Luke Davies, author of Candy, Lion and Beautiful Boy
This is a novel after my own heart: a timely testament to the solace of art, nature, and the singular bond between a woman and her dog. With graceful precision and profound insight, Why We Are Here reckons with what it means to grieve in a world that continues to be in crisis and offers a deeply moving reminder of the value of love, even when loving inevitably means risking loss.
Madelaine Lucas, author of Thirst for Salt
In this timeless novel that is somehow also a novel of our times, Briohny Doyle has packed in all you could want in a book, humour and brilliance, joy and yearning, pain and glory, sex and rage.
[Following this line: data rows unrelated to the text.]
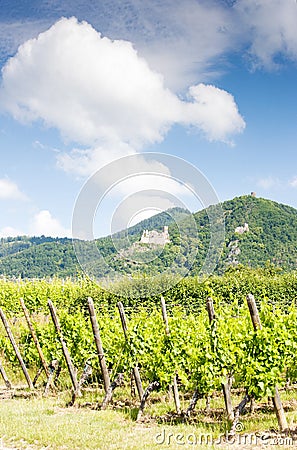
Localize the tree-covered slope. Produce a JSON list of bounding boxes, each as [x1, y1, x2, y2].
[[0, 195, 297, 277]]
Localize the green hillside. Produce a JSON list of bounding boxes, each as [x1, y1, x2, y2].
[[0, 195, 297, 278]]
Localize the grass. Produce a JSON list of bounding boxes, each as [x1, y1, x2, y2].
[[0, 389, 297, 450]]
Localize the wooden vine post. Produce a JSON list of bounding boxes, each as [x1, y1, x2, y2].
[[20, 298, 50, 378], [88, 297, 110, 392], [246, 294, 288, 431], [47, 300, 79, 393], [0, 308, 34, 389], [0, 361, 12, 389], [206, 297, 234, 421], [118, 302, 144, 401], [161, 295, 181, 414]]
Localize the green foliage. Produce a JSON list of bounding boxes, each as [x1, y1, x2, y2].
[[0, 276, 297, 399], [0, 195, 297, 278]]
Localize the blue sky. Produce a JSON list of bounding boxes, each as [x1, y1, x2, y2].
[[0, 0, 297, 236]]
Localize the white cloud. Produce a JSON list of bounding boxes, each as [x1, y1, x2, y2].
[[235, 0, 297, 68], [257, 176, 281, 190], [30, 210, 71, 237], [185, 84, 245, 141], [0, 18, 245, 176], [0, 226, 25, 238], [0, 178, 27, 200]]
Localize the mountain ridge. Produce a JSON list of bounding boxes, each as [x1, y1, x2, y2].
[[0, 195, 297, 278]]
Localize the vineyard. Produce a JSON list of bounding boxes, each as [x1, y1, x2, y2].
[[0, 269, 297, 446]]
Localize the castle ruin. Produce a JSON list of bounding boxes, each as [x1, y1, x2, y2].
[[140, 226, 171, 245]]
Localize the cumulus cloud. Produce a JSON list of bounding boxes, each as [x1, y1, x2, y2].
[[30, 210, 71, 237], [0, 178, 27, 200], [257, 176, 281, 190], [0, 18, 245, 176], [234, 0, 297, 68], [0, 226, 25, 238]]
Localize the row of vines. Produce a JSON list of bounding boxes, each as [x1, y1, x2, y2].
[[0, 273, 297, 430]]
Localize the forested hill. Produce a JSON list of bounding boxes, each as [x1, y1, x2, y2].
[[0, 195, 297, 278]]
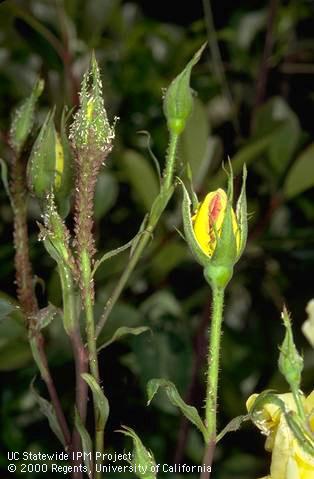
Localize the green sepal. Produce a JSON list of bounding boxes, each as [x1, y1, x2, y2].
[[278, 307, 303, 390], [9, 79, 44, 155], [147, 378, 209, 443], [81, 373, 109, 430], [179, 180, 211, 268], [148, 185, 174, 228], [74, 407, 93, 479], [216, 414, 250, 444], [54, 108, 74, 218], [236, 164, 248, 259], [163, 42, 207, 135], [117, 426, 157, 479]]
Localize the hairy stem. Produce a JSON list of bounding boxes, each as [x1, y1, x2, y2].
[[59, 263, 88, 479], [10, 157, 71, 460], [201, 287, 224, 479], [96, 134, 179, 337], [10, 158, 38, 318], [35, 333, 71, 450], [81, 250, 104, 479]]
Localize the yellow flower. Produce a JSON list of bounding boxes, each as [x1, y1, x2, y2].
[[192, 188, 240, 257], [246, 391, 314, 479]]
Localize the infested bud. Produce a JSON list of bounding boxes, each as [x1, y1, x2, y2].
[[182, 163, 247, 288], [70, 55, 114, 151], [10, 79, 44, 155], [164, 43, 206, 135]]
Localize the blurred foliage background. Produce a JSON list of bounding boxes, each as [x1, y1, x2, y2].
[[0, 0, 314, 479]]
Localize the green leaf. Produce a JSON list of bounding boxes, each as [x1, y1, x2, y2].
[[94, 171, 118, 220], [74, 408, 93, 479], [216, 414, 250, 444], [92, 232, 141, 276], [97, 326, 150, 351], [302, 299, 314, 348], [30, 378, 66, 447], [117, 426, 156, 479], [32, 303, 60, 331], [283, 143, 314, 199], [122, 150, 159, 211], [147, 378, 208, 441], [180, 98, 211, 187], [0, 298, 16, 321], [82, 373, 109, 429], [10, 79, 44, 154]]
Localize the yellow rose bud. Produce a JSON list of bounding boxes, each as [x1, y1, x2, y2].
[[192, 188, 240, 257], [246, 391, 314, 479]]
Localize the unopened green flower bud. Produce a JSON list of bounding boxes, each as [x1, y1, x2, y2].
[[119, 426, 157, 479], [27, 112, 72, 215], [10, 79, 44, 155], [70, 55, 114, 151], [164, 43, 206, 135], [278, 307, 303, 389]]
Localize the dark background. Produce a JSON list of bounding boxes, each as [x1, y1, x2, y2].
[[0, 0, 314, 479]]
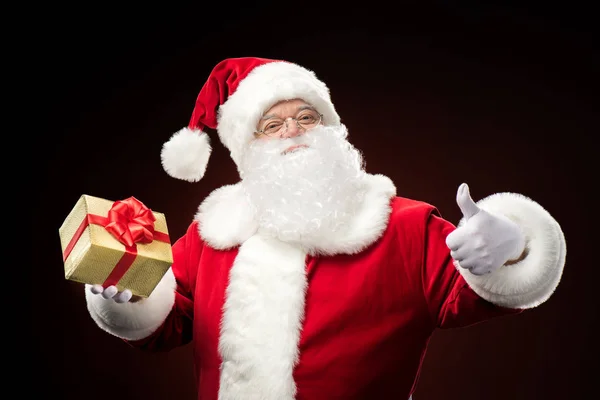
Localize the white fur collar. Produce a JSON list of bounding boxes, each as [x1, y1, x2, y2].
[[194, 174, 396, 255]]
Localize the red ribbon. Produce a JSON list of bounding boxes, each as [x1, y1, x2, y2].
[[63, 197, 170, 287]]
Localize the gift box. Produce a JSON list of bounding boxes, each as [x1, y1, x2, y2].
[[59, 195, 173, 297]]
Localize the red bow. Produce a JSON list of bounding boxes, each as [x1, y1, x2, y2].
[[105, 197, 156, 247]]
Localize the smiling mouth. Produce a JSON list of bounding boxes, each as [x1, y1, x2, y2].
[[282, 144, 308, 154]]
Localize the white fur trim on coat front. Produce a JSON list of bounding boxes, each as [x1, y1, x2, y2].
[[219, 235, 307, 400], [457, 193, 566, 309], [217, 61, 340, 167], [85, 269, 176, 340], [195, 174, 396, 255]]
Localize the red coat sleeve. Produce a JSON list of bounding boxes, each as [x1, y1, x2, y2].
[[128, 222, 203, 351], [422, 209, 521, 329]]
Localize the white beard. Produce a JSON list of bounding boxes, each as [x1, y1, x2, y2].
[[240, 125, 366, 244]]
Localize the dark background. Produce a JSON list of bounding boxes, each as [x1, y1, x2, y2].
[[24, 1, 599, 400]]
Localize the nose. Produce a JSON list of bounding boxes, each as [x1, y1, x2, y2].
[[281, 117, 304, 138]]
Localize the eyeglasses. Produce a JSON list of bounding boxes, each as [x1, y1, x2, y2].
[[255, 109, 323, 137]]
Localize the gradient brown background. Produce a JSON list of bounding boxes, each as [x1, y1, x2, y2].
[[27, 1, 599, 400]]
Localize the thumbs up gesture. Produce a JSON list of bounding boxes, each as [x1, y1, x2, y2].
[[446, 183, 525, 275]]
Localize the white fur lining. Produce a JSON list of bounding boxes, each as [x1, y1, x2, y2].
[[195, 174, 396, 255], [85, 269, 176, 340], [457, 193, 566, 309], [217, 61, 340, 167], [219, 234, 307, 400]]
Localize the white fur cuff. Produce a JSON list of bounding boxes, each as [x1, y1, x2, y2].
[[85, 269, 176, 340], [457, 193, 566, 309]]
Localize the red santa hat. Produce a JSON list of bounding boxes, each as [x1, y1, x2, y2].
[[161, 57, 340, 182]]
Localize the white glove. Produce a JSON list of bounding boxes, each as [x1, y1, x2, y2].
[[446, 183, 525, 275], [90, 285, 133, 303]]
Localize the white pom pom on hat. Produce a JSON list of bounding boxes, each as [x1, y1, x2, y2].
[[161, 57, 340, 182]]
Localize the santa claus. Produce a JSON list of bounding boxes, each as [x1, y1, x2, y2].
[[85, 58, 566, 400]]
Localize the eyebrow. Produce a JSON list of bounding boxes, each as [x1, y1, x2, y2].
[[260, 105, 317, 120]]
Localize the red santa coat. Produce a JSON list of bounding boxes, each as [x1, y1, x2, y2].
[[88, 176, 565, 400]]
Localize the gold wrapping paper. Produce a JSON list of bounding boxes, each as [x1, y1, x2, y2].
[[59, 195, 173, 297]]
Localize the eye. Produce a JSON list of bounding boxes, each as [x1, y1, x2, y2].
[[265, 122, 283, 129], [297, 111, 317, 122]]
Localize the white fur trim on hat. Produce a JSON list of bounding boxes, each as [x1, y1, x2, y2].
[[217, 61, 340, 166], [160, 128, 212, 182]]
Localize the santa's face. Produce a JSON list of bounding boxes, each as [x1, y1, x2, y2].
[[240, 100, 365, 243]]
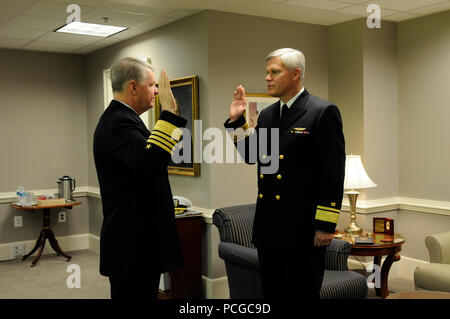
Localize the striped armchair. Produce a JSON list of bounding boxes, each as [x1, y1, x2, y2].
[[213, 204, 368, 299]]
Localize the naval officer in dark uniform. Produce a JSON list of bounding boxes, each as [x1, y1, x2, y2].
[[225, 48, 345, 299], [94, 58, 187, 299]]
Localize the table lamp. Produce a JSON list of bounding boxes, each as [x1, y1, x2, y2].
[[344, 155, 377, 234]]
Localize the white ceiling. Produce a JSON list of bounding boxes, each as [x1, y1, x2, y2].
[[0, 0, 450, 54]]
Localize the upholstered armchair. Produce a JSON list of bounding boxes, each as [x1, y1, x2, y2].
[[414, 232, 450, 292], [213, 204, 368, 299]]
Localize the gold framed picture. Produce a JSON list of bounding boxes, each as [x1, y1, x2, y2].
[[154, 75, 200, 176]]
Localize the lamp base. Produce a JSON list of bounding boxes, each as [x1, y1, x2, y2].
[[345, 222, 362, 234]]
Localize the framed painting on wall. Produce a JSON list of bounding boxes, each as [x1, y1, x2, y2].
[[153, 75, 201, 176]]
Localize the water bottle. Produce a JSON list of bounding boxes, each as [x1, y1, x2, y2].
[[16, 186, 26, 206]]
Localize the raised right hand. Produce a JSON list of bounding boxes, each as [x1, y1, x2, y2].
[[158, 69, 179, 115], [230, 85, 247, 122]]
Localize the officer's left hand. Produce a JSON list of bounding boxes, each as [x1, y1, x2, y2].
[[314, 230, 334, 247]]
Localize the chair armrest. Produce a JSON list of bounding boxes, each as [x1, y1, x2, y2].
[[414, 264, 450, 292], [219, 242, 259, 271], [425, 232, 450, 264], [325, 238, 352, 271]]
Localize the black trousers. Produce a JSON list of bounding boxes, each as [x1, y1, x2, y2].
[[109, 272, 161, 300], [257, 246, 326, 299]]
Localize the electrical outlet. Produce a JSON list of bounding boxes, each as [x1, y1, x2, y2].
[[58, 212, 66, 223], [11, 244, 25, 259], [14, 216, 23, 227]]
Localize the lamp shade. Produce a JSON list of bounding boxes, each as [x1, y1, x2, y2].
[[344, 155, 377, 189]]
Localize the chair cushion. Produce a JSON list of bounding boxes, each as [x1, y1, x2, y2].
[[414, 263, 450, 292], [320, 270, 368, 299], [213, 204, 256, 248]]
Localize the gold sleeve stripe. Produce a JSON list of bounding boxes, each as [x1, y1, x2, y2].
[[152, 130, 178, 142], [150, 139, 172, 155], [316, 209, 339, 224], [154, 120, 183, 141], [149, 131, 178, 147], [317, 205, 341, 214], [149, 135, 175, 151]]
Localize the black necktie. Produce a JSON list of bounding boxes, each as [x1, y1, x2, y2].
[[280, 104, 289, 123]]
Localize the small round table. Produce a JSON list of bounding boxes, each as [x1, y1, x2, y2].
[[10, 202, 81, 267], [339, 231, 406, 298]]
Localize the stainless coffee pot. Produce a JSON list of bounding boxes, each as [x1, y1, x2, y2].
[[56, 175, 75, 200]]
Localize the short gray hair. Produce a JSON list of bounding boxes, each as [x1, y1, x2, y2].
[[266, 48, 305, 81], [111, 57, 153, 92]]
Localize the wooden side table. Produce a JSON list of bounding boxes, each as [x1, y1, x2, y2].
[[340, 231, 406, 298], [10, 202, 81, 267]]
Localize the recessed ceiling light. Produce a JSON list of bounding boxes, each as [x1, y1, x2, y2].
[[55, 21, 128, 37]]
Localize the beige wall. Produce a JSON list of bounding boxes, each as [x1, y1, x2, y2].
[[328, 19, 364, 159], [85, 13, 210, 207], [207, 12, 328, 208], [0, 49, 88, 245], [398, 11, 450, 204], [0, 49, 87, 192], [362, 21, 398, 199], [0, 11, 450, 272]]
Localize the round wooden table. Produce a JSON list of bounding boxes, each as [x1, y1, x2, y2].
[[10, 202, 81, 267], [339, 231, 406, 298]]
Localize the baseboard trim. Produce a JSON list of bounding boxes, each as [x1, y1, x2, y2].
[[202, 276, 230, 299], [0, 186, 450, 216], [348, 256, 429, 281]]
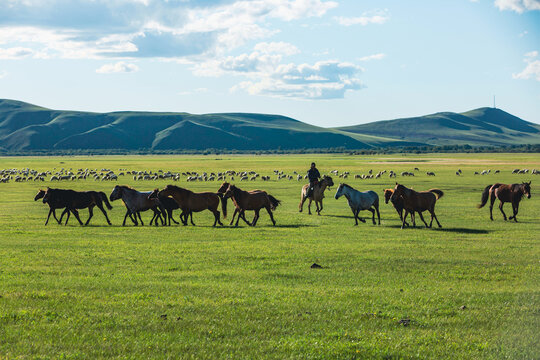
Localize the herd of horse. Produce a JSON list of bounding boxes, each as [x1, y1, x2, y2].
[[34, 179, 531, 229]]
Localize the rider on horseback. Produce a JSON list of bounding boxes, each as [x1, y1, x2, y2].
[[305, 163, 321, 199]]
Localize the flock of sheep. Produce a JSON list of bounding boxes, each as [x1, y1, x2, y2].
[[0, 168, 540, 183]]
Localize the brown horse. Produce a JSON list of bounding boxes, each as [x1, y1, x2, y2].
[[298, 175, 334, 215], [477, 181, 531, 222], [390, 183, 444, 229], [223, 185, 281, 226], [218, 182, 266, 225], [157, 185, 227, 226], [384, 189, 414, 226], [41, 188, 112, 225]]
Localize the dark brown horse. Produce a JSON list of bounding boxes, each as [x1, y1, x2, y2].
[[218, 182, 266, 225], [157, 185, 227, 226], [43, 188, 112, 225], [34, 189, 62, 225], [390, 183, 444, 229], [384, 189, 414, 226], [223, 185, 281, 226], [477, 181, 531, 222]]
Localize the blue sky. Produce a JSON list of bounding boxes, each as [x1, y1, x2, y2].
[[0, 0, 540, 127]]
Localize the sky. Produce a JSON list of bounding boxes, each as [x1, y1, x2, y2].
[[0, 0, 540, 127]]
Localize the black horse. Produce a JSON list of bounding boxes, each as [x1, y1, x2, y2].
[[36, 188, 112, 225]]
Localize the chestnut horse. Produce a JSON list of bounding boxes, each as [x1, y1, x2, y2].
[[390, 183, 444, 229], [156, 185, 227, 226], [223, 185, 281, 226], [218, 182, 266, 225], [477, 181, 531, 222]]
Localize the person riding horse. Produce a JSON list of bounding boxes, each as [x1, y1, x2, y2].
[[305, 163, 321, 199]]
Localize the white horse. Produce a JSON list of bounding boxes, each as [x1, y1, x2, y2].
[[334, 184, 381, 225]]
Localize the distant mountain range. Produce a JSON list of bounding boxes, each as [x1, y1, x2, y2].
[[0, 99, 540, 151]]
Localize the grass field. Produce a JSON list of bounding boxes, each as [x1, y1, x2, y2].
[[0, 154, 540, 359]]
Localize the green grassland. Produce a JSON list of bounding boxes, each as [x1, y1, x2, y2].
[[0, 154, 540, 359]]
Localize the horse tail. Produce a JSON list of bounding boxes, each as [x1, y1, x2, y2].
[[428, 189, 444, 200], [268, 194, 281, 210], [476, 185, 493, 209], [216, 193, 227, 219], [98, 191, 112, 210]]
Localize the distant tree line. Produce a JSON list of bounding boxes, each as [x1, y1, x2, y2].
[[0, 144, 540, 156]]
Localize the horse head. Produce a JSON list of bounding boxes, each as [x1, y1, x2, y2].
[[41, 188, 51, 204], [109, 185, 122, 201], [34, 189, 47, 201], [522, 181, 531, 199], [218, 182, 231, 194], [390, 182, 405, 202], [384, 189, 394, 204], [334, 184, 344, 200], [148, 188, 159, 200], [223, 184, 237, 199], [323, 175, 334, 187]]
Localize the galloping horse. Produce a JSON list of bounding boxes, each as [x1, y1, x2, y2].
[[34, 189, 62, 225], [109, 185, 165, 226], [35, 188, 112, 225], [157, 185, 227, 226], [334, 184, 381, 226], [218, 182, 266, 225], [298, 175, 334, 215], [384, 189, 414, 226], [390, 183, 444, 229], [148, 189, 185, 226], [477, 181, 531, 222], [223, 185, 281, 226]]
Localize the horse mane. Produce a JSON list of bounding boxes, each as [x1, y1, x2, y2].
[[165, 184, 193, 193]]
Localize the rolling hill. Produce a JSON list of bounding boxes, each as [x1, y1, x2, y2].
[[0, 99, 540, 151], [337, 108, 540, 146]]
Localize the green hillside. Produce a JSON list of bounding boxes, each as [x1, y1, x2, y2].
[[0, 99, 540, 151], [338, 108, 540, 145]]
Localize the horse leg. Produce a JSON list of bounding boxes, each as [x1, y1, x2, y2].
[[401, 209, 409, 229], [84, 205, 94, 226], [71, 209, 83, 226], [97, 204, 112, 225], [489, 192, 496, 221], [368, 208, 377, 225], [499, 201, 507, 221], [266, 205, 276, 226], [238, 210, 251, 226], [509, 203, 519, 222], [45, 208, 53, 226], [229, 208, 238, 226], [251, 209, 260, 226], [137, 211, 144, 226], [415, 211, 433, 228]]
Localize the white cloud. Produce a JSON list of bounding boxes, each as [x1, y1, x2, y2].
[[512, 51, 540, 81], [0, 46, 34, 60], [334, 10, 389, 26], [96, 61, 139, 74], [0, 0, 338, 59], [495, 0, 540, 14], [358, 53, 386, 61], [231, 61, 364, 100]]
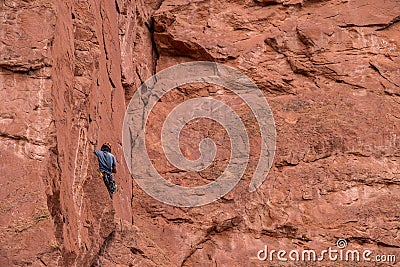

Ronnie Scott, author of Shirley
Written from piercing depths, Why We Are Here finds a shimmering space between love and death, stasis and escape, kinship and seclusion. The astonishing novel sets new bearings for Australian fiction in the 2020s. Doyle is on fire'
Rebecca Giggs, author of Fathoms
When life knocks you down, have faith in Dog.
After her partner and father die in quick succession, BB moves to a glamorous, condemned beachside apartment at the edge of a glittering city so memory-saturated it might be a mirage. Her plan? To rediscover the person she was before finding, and losing, the love of her life. To heal she’ll party like it’s 1999, walk her motley dog, Baby, and surrender to the simple joys of life alone by the sea.
When a neighbour mistakes her for a dog trainer, and enlists her in correcting the murderous tendencies of his Doberman, BB feels close to a meaningful new life. Harnessing the tenets of Cesar Millan the dog whisperer, and other less canine-centric canons, she helps local dogs and their wealthy, oblivious owners to distinguish between the things they can and cannot change. She even takes tentative steps towards new intimacies—with safely unavailable Franz, and sultry, free-spirited Vera.
But life in Balboa Bay is increasingly surreal. Baby is sending telepathic messages. A nearby prison quotes philosophers over the intercom. The other dog trainers think BB is scab labour. And somewhere on her street there's a dog that sounds like the wind.
Cinematic, heart-breaking, often hilarious, Why We Are Here is a singular love story for strange days. Doyle's witty prose revels in the solace of the natural world, in conversing with writers who have lost and endured, and above all in the profound connection between a woman and her dog.